I get a garbage response back like:

"dndndndndndndn Vladdndndn Vladdn Vlad Vlad Vlad Vlad Vlad Vlad Vlad"

(This was using microsoft/Phi-3-medium-128k-instruct, BTW)

Facing the same problem as you are. No matter what request, I only seem to get garbage responses with the text "Vlad" "sten" "cu" and other random gibberish.

dcbark01 commented 1 month ago

I'm getting the same issue as you. No matter what request I send I only get garbage responses with the text "Vlad" "sten" "cu" and other random words.

Unfortunately I've not figured a solution out yet either, though I have a suspicion it's related to the ROPE scaling.

danieldk commented 1 month ago

For medium you can try: https://github.com/huggingface/text-generation-inference/pull/2039

(I still need to test 128k, but 4k works now.)

small is a different model architecture and will need its own implementation (mini and medium are quite similar to Llama).
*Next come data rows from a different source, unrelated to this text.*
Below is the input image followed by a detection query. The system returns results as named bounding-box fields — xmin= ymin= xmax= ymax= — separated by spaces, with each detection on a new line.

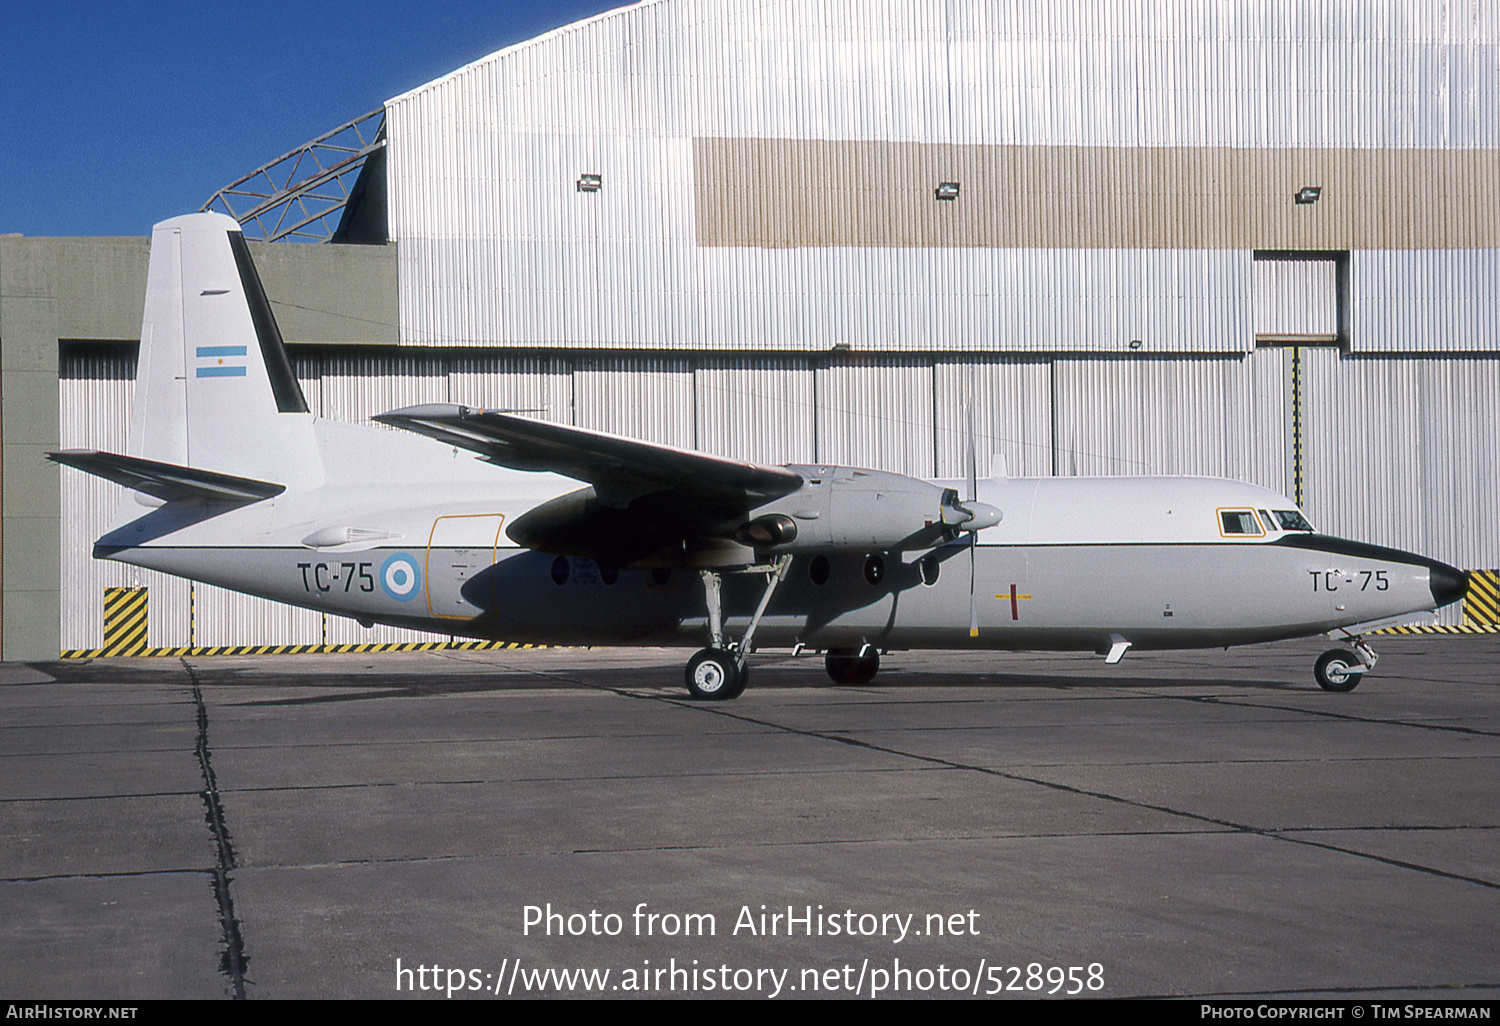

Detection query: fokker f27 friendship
xmin=52 ymin=214 xmax=1469 ymax=698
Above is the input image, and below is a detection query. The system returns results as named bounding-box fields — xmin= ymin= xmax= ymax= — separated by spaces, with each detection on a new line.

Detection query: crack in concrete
xmin=181 ymin=657 xmax=250 ymax=999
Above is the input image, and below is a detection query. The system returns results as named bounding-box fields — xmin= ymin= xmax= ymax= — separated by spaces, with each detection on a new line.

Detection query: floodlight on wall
xmin=935 ymin=181 xmax=961 ymax=201
xmin=1294 ymin=186 xmax=1322 ymax=205
xmin=577 ymin=173 xmax=602 ymax=193
xmin=1129 ymin=339 xmax=1144 ymax=350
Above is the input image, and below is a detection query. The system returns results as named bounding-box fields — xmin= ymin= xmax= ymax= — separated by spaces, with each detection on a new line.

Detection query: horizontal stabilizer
xmin=374 ymin=404 xmax=803 ymax=507
xmin=48 ymin=449 xmax=285 ymax=503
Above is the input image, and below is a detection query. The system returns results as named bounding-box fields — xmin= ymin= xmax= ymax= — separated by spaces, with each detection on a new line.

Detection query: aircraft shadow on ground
xmin=230 ymin=668 xmax=1308 ymax=704
xmin=27 ymin=659 xmax=1306 ymax=704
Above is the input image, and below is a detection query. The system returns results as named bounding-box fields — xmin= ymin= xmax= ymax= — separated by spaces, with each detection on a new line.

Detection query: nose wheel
xmin=1315 ymin=636 xmax=1377 ymax=693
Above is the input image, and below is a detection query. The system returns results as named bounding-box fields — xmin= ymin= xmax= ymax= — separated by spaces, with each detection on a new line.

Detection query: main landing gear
xmin=684 ymin=555 xmax=791 ymax=700
xmin=825 ymin=645 xmax=880 ymax=685
xmin=1315 ymin=635 xmax=1378 ymax=693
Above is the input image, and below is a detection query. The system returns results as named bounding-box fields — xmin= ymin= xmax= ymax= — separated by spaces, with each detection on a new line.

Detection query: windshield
xmin=1273 ymin=509 xmax=1314 ymax=532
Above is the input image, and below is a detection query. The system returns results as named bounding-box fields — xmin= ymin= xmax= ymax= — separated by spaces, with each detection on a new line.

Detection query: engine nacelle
xmin=744 ymin=466 xmax=997 ymax=553
xmin=507 ymin=466 xmax=1000 ymax=567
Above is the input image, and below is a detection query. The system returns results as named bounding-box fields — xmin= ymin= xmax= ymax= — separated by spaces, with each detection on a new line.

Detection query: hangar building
xmin=2 ymin=0 xmax=1497 ymax=659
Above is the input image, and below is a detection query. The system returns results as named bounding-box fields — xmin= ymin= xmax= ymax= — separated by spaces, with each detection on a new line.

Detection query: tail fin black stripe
xmin=226 ymin=231 xmax=310 ymax=414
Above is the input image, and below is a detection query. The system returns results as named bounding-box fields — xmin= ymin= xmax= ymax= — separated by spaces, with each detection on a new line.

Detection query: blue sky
xmin=1 ymin=0 xmax=629 ymax=238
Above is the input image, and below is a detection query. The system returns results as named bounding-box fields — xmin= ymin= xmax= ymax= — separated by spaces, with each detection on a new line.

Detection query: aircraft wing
xmin=374 ymin=404 xmax=804 ymax=507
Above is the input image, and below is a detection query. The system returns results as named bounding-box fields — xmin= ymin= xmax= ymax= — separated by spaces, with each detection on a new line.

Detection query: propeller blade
xmin=965 ymin=397 xmax=979 ymax=636
xmin=969 ymin=531 xmax=979 ymax=637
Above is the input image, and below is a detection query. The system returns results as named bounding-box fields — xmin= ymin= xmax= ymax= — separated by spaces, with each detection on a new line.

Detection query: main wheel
xmin=1315 ymin=648 xmax=1365 ymax=693
xmin=825 ymin=647 xmax=879 ymax=685
xmin=686 ymin=648 xmax=742 ymax=700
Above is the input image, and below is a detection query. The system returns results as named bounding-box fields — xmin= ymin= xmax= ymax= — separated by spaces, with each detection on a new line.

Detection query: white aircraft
xmin=52 ymin=214 xmax=1469 ymax=698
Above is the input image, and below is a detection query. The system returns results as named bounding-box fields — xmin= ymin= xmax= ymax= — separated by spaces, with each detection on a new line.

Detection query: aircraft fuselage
xmin=102 ymin=458 xmax=1461 ymax=658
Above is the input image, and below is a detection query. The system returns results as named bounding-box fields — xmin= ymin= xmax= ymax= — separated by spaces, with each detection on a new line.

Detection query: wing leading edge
xmin=375 ymin=405 xmax=806 ymax=564
xmin=374 ymin=404 xmax=804 ymax=507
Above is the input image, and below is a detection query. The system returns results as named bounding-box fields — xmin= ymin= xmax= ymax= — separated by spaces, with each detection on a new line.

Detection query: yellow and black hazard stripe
xmin=61 ymin=639 xmax=547 ymax=659
xmin=1376 ymin=623 xmax=1499 ymax=635
xmin=100 ymin=587 xmax=150 ymax=656
xmin=1291 ymin=347 xmax=1304 ymax=508
xmin=1464 ymin=570 xmax=1500 ymax=629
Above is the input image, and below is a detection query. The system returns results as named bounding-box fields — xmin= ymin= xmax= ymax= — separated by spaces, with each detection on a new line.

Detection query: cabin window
xmin=1219 ymin=510 xmax=1263 ymax=536
xmin=1259 ymin=509 xmax=1275 ymax=531
xmin=808 ymin=554 xmax=831 ymax=586
xmin=1273 ymin=509 xmax=1315 ymax=532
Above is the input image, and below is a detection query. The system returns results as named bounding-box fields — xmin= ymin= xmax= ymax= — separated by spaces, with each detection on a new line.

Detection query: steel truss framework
xmin=202 ymin=109 xmax=385 ymax=242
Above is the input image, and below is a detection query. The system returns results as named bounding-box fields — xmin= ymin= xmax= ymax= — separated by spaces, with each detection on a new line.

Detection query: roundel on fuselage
xmin=380 ymin=553 xmax=422 ymax=601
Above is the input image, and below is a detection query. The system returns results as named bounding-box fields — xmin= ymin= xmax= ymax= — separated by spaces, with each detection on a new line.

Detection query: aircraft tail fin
xmin=128 ymin=213 xmax=319 ymax=487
stefanobranco commented 3 weeks ago

On latest, this seems to work now as long as sharding is disabled. A soon as I enable sharding (8 shards), I get

File "/opt/conda/lib/python3.10/site-packages/text_generation_server/models/custom_modeling/flash_llama_modeling.py", line 141, in forward query, kv = qkv.split( File "/opt/conda/lib/python3.10/site-packages/torch/_tensor.py", line 921, in split return torch._VF.split_with_sizes(self, split_size, dim) RuntimeError: split_with_sizes expects split_sizes to sum exactly to 960 (input tensor's size at dimension 1), but got split_sizes=[640, 256]

aveerago commented 2 weeks ago

@danieldk any luck in getting phi-3-small working with TGI? :(

farzanehnakhaee70 commented 1 week ago

I have also the same issue with phi-3-small. I used the latest version of docker image, but the error still persists. Is there any success for resolving the issue?